Trovo con rammarico, nel consueto giro di corrispondenza, note che mi amareggiano e in parte scalfiscono quella certezza di aver sempre fatto parte di un corpo, quale gli alpini, dedito alla sostanza delle cose, a fatti concreti  che i suoi appartenenti realizzano grazie alle proprie capacità e al grande spirito sociale volto a privilegiare la collettività e non il singolo individuo. Corpo a cui sento di appartenere con fierezza nonostante la mia diversità. Nessuno, si è mai curato a ragion di statuto di farmi domande sulla vita privata e men che meno di distogliermi da una delle tante azioni di soccorso solo perchè diverso. Le mie braccia son servite come quelle di tanti altri e come recita una doverosa pubblicità progresso, nel momento del bisogno, al malato non interessa sapere quali siano le tue preferenze sessuali.

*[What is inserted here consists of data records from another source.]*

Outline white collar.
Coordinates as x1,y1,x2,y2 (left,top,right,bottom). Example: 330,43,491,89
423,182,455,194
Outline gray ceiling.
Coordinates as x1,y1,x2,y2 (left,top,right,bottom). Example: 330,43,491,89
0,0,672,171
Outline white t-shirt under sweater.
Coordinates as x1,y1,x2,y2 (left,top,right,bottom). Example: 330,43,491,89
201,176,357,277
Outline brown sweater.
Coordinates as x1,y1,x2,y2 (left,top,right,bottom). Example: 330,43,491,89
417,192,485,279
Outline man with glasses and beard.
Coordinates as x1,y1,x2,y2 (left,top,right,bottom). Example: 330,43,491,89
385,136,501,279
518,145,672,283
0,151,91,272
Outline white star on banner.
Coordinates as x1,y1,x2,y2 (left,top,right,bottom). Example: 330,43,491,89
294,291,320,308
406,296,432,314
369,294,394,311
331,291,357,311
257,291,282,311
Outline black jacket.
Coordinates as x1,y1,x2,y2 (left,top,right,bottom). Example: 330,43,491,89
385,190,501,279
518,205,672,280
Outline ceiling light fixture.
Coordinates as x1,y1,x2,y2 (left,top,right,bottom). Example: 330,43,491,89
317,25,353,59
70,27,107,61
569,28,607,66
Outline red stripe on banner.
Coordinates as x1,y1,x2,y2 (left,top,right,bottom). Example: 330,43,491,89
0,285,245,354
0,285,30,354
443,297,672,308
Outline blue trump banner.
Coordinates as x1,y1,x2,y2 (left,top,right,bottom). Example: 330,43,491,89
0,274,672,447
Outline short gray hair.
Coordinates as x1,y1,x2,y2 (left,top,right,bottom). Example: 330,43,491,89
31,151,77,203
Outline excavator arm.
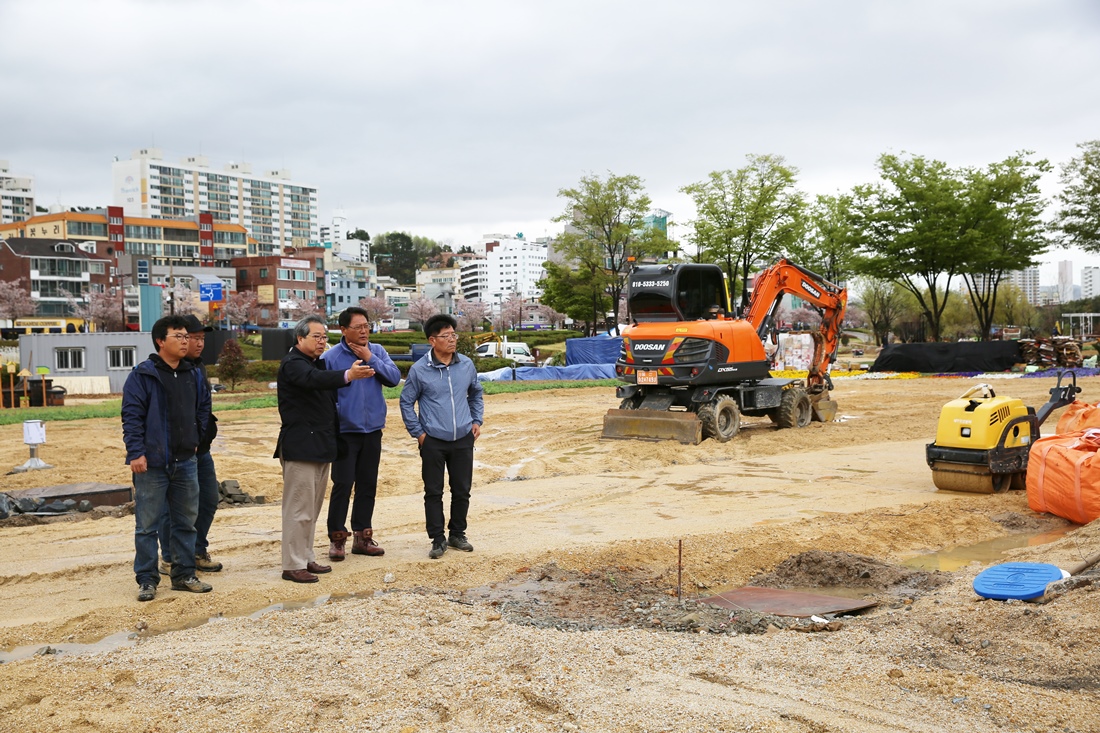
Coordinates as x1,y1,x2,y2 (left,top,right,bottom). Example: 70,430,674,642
745,259,848,396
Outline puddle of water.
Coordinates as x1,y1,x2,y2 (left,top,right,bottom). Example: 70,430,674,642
0,591,369,665
902,526,1077,572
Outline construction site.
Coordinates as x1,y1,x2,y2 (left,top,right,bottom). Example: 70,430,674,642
0,367,1100,732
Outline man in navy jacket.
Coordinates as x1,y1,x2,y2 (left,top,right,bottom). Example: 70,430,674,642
321,307,402,560
400,314,485,560
274,316,374,583
122,316,210,601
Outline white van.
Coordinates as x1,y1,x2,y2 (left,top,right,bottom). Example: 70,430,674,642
474,341,535,367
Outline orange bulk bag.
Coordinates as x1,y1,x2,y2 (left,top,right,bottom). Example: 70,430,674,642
1054,400,1100,435
1027,428,1100,524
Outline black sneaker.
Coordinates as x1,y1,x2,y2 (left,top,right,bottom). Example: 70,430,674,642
447,535,474,553
172,576,213,593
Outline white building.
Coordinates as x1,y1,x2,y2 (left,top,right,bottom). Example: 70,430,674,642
111,147,320,255
1005,267,1042,305
1058,260,1074,303
0,161,34,223
1081,266,1100,298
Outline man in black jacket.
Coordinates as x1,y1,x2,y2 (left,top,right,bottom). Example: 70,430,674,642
274,316,374,583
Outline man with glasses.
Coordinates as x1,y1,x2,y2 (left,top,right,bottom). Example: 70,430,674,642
400,314,484,560
321,306,402,561
160,315,222,576
122,316,210,601
274,316,374,583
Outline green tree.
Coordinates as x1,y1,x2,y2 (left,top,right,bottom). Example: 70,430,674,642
680,155,805,309
787,194,859,283
858,277,912,346
538,262,612,333
218,339,249,390
1055,140,1100,252
960,152,1051,341
553,173,668,321
853,155,969,341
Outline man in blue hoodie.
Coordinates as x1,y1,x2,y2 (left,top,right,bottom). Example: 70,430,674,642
122,316,210,601
321,307,402,560
400,314,485,560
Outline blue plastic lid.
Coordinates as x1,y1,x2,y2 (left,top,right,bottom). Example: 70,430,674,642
974,562,1063,601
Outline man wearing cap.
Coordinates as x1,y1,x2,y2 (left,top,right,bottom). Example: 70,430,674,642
158,315,222,576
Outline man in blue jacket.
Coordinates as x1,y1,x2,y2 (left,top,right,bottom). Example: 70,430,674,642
321,307,402,560
122,316,210,601
400,314,485,560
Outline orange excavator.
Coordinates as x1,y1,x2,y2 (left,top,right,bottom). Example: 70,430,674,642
603,260,848,444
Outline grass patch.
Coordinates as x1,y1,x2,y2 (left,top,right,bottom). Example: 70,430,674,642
0,380,619,425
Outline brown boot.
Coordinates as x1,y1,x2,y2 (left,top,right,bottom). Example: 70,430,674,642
351,529,386,556
329,532,348,560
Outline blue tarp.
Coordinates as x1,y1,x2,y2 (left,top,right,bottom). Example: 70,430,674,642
565,336,623,365
477,360,615,382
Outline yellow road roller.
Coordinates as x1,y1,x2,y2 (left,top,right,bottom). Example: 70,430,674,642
925,371,1081,494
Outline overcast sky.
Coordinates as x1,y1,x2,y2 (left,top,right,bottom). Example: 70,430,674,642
0,0,1100,284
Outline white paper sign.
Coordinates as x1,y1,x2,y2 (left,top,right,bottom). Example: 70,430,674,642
23,420,46,446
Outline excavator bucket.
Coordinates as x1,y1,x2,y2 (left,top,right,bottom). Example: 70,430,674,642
600,409,703,446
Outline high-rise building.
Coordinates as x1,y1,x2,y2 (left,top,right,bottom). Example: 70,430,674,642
1005,267,1042,305
1081,266,1100,298
111,147,320,255
0,161,34,223
1058,260,1074,303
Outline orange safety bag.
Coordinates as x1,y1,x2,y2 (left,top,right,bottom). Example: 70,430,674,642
1027,428,1100,524
1054,400,1100,435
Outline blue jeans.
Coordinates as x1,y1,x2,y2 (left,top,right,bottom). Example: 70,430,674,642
157,451,221,562
133,458,199,586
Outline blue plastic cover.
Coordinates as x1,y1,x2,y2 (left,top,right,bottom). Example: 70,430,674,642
565,336,623,365
974,562,1063,601
477,360,615,382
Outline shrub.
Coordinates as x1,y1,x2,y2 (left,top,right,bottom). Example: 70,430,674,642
218,339,249,390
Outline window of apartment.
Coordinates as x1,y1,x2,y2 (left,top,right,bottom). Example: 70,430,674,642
54,348,84,372
107,347,138,369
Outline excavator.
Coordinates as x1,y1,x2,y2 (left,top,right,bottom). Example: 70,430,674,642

Detto questo entro nel merito e pubblico con piacere, favorendone una riflessione e discussione, una corrispondenza tra Luca, un amico, scrittore e collega radiofonico e il Direttore dello storico ” Giornale dell’Alpino” Bruno Fasani. A seguire l’articolo dal quale prende spunto la discussione e nel successivo la corrispondenza intercorsa tra Luca e il Direttore, dalla quale ne scaturisce poi la mia amarezza e perplessità.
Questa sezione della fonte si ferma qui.